Dibutoxy ethyl phthalate
- Names: Preferred IUPAC name Bis(2-butoxyethyl) benzene-1,2-dicarboxylate

Identifiers
- CAS Number: 117-83-9;
- 3D model (JSmol): Interactive image;
- ChEBI: CHEBI:79937;
- ChEMBL: ChEMBL3182679;
- ChemSpider: 8042;
- ECHA InfoCard: 100.003.831
- EC Number: 204-213-1;
- KEGG: C15438;
- PubChem CID: 8345;
- UNII: N3MI1R200O;
- CompTox Dashboard (EPA): DTXSID9047174;

Properties
- Chemical formula: C_{20}H_{30}O_{6}
- Molar mass: 366.454 g·mol^{−1}
- Appearance: Colorless liquid
- Density: 1.06 g/cm^{3} (20 °C)
- Melting point: −55 °C (−67 °F; 218 K)
- Boiling point: 270 °C (518 °F; 543 K)
- Solubility in water: low
- Solubility: soluble in organic solvents
- Vapor pressure: 0.00217 mmHg
- Refractive index (n_{D}): 1.486 (20 °C/D)
- Viscosity: 42 mPa·s (20 °C)
- Hazards: GHS labelling:
- Pictograms: GHS09: Environmental hazard
- Signal word: Warning
- Hazard statements: H413
- Precautionary statements: P273, P501
- NFPA 704 (fire diamond): 1 1 0
- Flash point: 208 °C (406 °F; 481 K)
- LD_{50} (median dose): 8380 mg/kg (oral rat)

= Dibutoxy ethyl phthalate =

Dibutoxy ethyl phthalate is an organic compound and phthalate ester, baring 2-butoxyethanol groups. Like most phthalates it is nonvolatile, and remains liquid over a wide range of temperatures. Although its water solubility is low, it remains one of the most water soluble of the common phthalates.

== Uses ==
It is used as a plasticizer in polyvinyl chloride, polyvinyl acetate and cellulose acetate.

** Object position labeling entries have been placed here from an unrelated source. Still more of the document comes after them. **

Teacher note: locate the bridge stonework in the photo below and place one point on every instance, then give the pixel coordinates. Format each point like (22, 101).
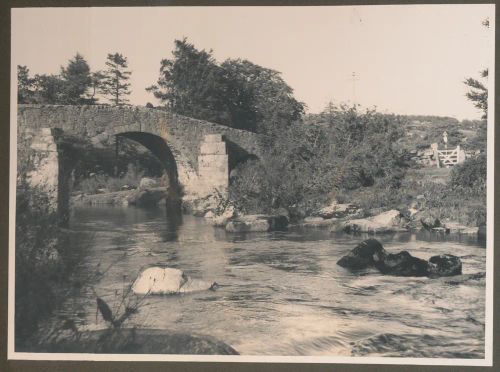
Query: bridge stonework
(196, 154)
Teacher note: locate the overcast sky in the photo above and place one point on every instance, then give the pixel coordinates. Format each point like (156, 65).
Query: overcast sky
(407, 59)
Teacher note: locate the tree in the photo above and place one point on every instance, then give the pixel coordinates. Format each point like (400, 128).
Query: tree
(191, 84)
(478, 93)
(25, 85)
(261, 98)
(50, 90)
(77, 81)
(115, 78)
(236, 93)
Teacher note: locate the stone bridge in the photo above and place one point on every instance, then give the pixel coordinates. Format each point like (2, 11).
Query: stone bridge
(197, 155)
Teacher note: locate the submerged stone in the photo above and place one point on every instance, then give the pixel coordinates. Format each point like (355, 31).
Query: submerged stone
(370, 253)
(167, 280)
(257, 223)
(403, 264)
(366, 254)
(445, 265)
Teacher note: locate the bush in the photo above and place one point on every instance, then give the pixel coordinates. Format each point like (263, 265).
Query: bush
(306, 165)
(470, 176)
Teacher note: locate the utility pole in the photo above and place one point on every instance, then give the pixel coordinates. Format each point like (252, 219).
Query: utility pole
(354, 78)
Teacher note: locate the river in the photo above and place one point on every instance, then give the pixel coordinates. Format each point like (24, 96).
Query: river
(282, 293)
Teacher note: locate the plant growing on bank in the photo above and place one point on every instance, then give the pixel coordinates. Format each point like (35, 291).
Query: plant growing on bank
(114, 84)
(305, 166)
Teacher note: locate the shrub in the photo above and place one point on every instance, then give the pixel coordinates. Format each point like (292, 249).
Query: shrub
(470, 176)
(305, 165)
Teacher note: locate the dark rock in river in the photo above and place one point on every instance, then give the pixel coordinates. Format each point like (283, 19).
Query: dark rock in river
(403, 264)
(366, 254)
(136, 341)
(445, 265)
(146, 198)
(370, 253)
(257, 223)
(481, 234)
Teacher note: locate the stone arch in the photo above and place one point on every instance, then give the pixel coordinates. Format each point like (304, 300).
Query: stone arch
(159, 148)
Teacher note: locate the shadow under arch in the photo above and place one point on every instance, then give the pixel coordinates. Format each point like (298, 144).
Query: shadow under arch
(160, 149)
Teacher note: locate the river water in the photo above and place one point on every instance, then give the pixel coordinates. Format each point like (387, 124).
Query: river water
(282, 293)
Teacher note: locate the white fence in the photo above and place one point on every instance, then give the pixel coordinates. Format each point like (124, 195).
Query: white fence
(449, 158)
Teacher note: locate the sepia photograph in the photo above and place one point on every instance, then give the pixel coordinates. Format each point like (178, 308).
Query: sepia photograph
(252, 184)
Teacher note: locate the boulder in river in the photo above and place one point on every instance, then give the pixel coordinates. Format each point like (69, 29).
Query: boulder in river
(403, 264)
(147, 183)
(445, 265)
(257, 223)
(146, 198)
(167, 280)
(370, 253)
(366, 254)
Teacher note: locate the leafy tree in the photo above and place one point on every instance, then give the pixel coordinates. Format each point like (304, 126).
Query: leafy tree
(236, 93)
(115, 78)
(261, 97)
(96, 84)
(191, 84)
(478, 93)
(49, 89)
(25, 85)
(309, 164)
(77, 81)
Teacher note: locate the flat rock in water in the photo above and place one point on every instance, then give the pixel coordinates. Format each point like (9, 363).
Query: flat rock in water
(370, 253)
(366, 254)
(403, 264)
(257, 223)
(167, 280)
(445, 265)
(389, 221)
(137, 341)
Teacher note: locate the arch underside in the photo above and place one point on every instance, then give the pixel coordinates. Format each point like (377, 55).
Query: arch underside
(160, 149)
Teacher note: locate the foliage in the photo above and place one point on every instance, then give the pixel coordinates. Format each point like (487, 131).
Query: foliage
(261, 100)
(114, 83)
(71, 87)
(470, 176)
(190, 84)
(25, 85)
(305, 165)
(236, 93)
(77, 81)
(478, 93)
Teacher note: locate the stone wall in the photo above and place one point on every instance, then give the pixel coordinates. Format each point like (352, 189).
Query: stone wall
(101, 123)
(196, 153)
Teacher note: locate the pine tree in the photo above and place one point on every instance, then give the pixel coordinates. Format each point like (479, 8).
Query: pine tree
(115, 83)
(77, 81)
(25, 85)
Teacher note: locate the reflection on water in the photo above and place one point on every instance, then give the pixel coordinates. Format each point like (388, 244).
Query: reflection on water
(282, 293)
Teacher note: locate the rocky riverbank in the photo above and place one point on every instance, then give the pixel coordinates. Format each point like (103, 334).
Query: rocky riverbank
(135, 341)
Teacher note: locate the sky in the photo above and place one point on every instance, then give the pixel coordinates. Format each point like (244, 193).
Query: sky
(408, 59)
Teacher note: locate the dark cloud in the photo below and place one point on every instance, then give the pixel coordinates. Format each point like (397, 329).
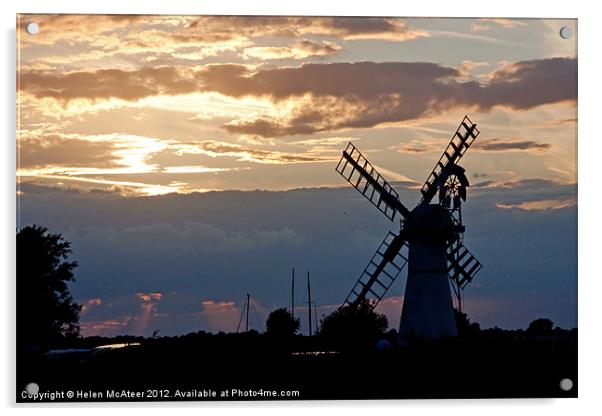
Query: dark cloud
(365, 94)
(216, 246)
(341, 95)
(502, 145)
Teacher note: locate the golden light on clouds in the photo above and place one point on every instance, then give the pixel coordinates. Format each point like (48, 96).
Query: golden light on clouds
(157, 104)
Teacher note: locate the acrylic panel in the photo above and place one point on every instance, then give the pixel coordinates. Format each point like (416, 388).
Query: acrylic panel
(295, 208)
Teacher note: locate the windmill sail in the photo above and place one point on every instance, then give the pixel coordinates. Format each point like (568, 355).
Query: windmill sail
(360, 173)
(462, 265)
(462, 139)
(380, 273)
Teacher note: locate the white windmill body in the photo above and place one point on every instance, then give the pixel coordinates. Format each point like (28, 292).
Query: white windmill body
(429, 241)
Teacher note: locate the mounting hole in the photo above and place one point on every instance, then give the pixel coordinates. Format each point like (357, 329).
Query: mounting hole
(32, 388)
(566, 32)
(566, 384)
(32, 28)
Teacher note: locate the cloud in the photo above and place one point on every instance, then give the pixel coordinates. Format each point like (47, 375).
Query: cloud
(346, 28)
(65, 151)
(300, 50)
(328, 96)
(149, 297)
(73, 27)
(505, 23)
(105, 84)
(215, 148)
(504, 145)
(365, 94)
(89, 304)
(539, 205)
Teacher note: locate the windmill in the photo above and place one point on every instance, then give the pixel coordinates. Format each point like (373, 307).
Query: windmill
(429, 241)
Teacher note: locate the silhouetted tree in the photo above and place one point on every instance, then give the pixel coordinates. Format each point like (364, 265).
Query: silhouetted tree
(540, 326)
(282, 323)
(45, 309)
(465, 327)
(354, 326)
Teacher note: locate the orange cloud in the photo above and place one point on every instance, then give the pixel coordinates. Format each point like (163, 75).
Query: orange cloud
(541, 205)
(148, 297)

It is resistant to microbial attack.

It is used to improve the collection efficiency of specialized filter papers (IP 1478) designed for bulk particulate and trace element sampling in the atmosphere.

== Safety ==
Bis(2-butoxyethyl) phthalate exposure has been associated with reproductive toxicity and endocrine disruption.